The same training regimen that allows police to handle their fire arms so well?
If I wanted to keep watch on the watchers, and I had the technical know-how and the capital, wouldn’t it be easy to slip something into the terms of sale or terms of use for these products that they could “phone home” as needed (for security updates, for example) and watch how law “enforcement” uses the technology? Not all police departments have an IT staff, do they?
I’d be pretty surprised if the privacy policies on this stuff are all that encouraging(it’s not like the surveillance guys ever stop viewing the customer as another potential product among the herds of products they explicitly offer to the customer); but there’s probably a nontrivial barrier (beyond just building a viable product) on the marketing side.

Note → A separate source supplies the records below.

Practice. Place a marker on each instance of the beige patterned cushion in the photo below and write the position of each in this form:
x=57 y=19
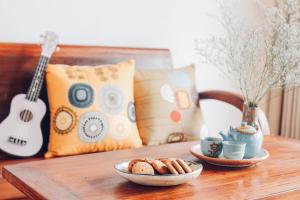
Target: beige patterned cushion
x=166 y=106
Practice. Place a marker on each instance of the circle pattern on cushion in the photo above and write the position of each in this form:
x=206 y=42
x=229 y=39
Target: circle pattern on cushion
x=111 y=99
x=92 y=127
x=183 y=99
x=175 y=116
x=81 y=95
x=64 y=120
x=131 y=112
x=167 y=93
x=179 y=79
x=120 y=128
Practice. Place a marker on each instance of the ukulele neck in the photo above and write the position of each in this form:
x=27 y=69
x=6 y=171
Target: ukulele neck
x=38 y=79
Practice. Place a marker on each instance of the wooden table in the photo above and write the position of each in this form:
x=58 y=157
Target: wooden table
x=92 y=176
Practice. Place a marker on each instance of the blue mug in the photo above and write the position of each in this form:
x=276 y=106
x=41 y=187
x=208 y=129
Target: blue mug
x=212 y=147
x=234 y=150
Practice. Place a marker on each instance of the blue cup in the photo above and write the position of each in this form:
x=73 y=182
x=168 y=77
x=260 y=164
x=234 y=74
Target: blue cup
x=211 y=147
x=234 y=150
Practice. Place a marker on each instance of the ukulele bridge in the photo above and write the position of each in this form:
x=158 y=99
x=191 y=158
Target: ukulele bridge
x=16 y=140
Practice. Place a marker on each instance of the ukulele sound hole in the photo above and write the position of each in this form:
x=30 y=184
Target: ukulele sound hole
x=26 y=115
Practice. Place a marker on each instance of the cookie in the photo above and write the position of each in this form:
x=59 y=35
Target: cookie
x=149 y=160
x=160 y=167
x=170 y=167
x=131 y=163
x=177 y=167
x=142 y=168
x=185 y=166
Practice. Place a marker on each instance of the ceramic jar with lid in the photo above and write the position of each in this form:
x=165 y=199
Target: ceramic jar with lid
x=251 y=135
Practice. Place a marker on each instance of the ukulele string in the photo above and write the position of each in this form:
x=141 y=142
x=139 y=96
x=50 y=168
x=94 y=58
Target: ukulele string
x=26 y=114
x=37 y=84
x=37 y=81
x=41 y=79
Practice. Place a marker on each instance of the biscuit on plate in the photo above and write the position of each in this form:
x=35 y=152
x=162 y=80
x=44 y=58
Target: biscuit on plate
x=170 y=167
x=160 y=167
x=184 y=165
x=131 y=163
x=177 y=167
x=142 y=168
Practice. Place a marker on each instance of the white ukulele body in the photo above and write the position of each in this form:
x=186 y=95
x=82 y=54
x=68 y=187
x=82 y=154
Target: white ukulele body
x=19 y=137
x=20 y=132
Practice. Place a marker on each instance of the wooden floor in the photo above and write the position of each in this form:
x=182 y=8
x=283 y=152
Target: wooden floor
x=7 y=191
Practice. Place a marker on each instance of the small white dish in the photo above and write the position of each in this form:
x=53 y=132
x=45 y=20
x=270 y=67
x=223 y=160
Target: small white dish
x=158 y=180
x=221 y=161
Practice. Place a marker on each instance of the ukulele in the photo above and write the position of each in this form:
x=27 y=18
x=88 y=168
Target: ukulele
x=20 y=132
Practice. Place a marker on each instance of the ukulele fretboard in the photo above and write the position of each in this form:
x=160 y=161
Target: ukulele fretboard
x=38 y=79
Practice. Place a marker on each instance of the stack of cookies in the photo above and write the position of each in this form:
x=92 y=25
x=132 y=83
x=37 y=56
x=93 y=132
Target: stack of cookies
x=160 y=166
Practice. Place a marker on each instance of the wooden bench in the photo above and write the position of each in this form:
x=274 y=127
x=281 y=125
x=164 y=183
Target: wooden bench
x=17 y=64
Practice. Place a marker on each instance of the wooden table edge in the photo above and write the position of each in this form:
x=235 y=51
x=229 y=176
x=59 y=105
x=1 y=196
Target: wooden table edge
x=33 y=194
x=20 y=185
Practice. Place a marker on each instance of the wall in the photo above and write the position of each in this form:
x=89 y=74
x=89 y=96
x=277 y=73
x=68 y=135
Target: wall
x=170 y=24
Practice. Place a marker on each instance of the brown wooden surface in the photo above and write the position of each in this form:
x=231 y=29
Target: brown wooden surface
x=92 y=176
x=237 y=101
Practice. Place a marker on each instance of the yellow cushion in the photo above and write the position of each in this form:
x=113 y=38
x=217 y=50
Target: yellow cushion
x=166 y=106
x=91 y=109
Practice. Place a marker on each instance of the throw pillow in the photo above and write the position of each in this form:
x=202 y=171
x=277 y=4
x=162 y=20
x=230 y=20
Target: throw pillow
x=166 y=106
x=92 y=109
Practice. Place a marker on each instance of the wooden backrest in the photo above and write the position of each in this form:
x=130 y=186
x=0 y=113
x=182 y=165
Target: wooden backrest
x=18 y=61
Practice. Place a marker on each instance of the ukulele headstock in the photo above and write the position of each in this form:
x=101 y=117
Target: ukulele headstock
x=49 y=44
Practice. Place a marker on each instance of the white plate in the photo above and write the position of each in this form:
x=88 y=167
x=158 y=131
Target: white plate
x=221 y=161
x=158 y=180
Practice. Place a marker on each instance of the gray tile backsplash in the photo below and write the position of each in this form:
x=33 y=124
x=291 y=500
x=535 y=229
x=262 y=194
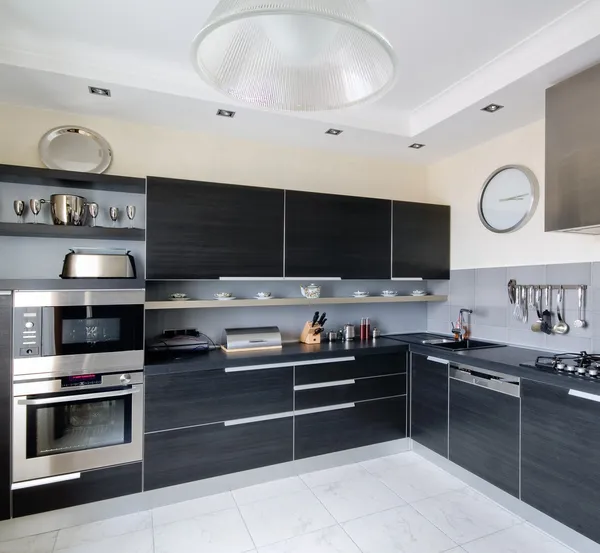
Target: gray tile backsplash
x=388 y=317
x=484 y=291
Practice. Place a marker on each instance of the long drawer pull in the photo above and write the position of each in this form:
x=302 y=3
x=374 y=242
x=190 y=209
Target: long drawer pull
x=80 y=397
x=584 y=395
x=331 y=384
x=314 y=410
x=437 y=360
x=294 y=364
x=46 y=481
x=262 y=418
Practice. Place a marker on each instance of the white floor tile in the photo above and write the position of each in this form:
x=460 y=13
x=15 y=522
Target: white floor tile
x=134 y=542
x=41 y=543
x=77 y=535
x=286 y=516
x=267 y=490
x=356 y=498
x=328 y=540
x=336 y=474
x=192 y=508
x=419 y=481
x=392 y=461
x=220 y=532
x=400 y=530
x=522 y=538
x=465 y=515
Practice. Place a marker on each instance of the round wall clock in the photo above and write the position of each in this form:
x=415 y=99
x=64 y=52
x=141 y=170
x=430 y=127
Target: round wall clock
x=508 y=198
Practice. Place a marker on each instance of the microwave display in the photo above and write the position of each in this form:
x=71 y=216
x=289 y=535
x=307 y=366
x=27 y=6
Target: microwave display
x=91 y=331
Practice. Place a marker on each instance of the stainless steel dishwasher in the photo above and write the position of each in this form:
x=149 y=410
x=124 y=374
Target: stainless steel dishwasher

“police are low-knowledge customers who resist tech pitches but go “viral” on stuff once it gains a foothold.” sounds an awful lot like the best way to get them into the stuff is to be(or have on payroll as consultants or sales/marketing roles) people they recognize as peers or role models.
That doesn’t strictly prevent some sort of more or less clandestine bankrolling by a silent partner who just siphons off bits of data; but it’s a standard that is met much more easily and naturally by those not pretending about their cultural affiliation and areas of interest.
Ever since 911 the feasting has continued. It ebbs and flows but the macho thirst for control and chest beating drives contracts across the country.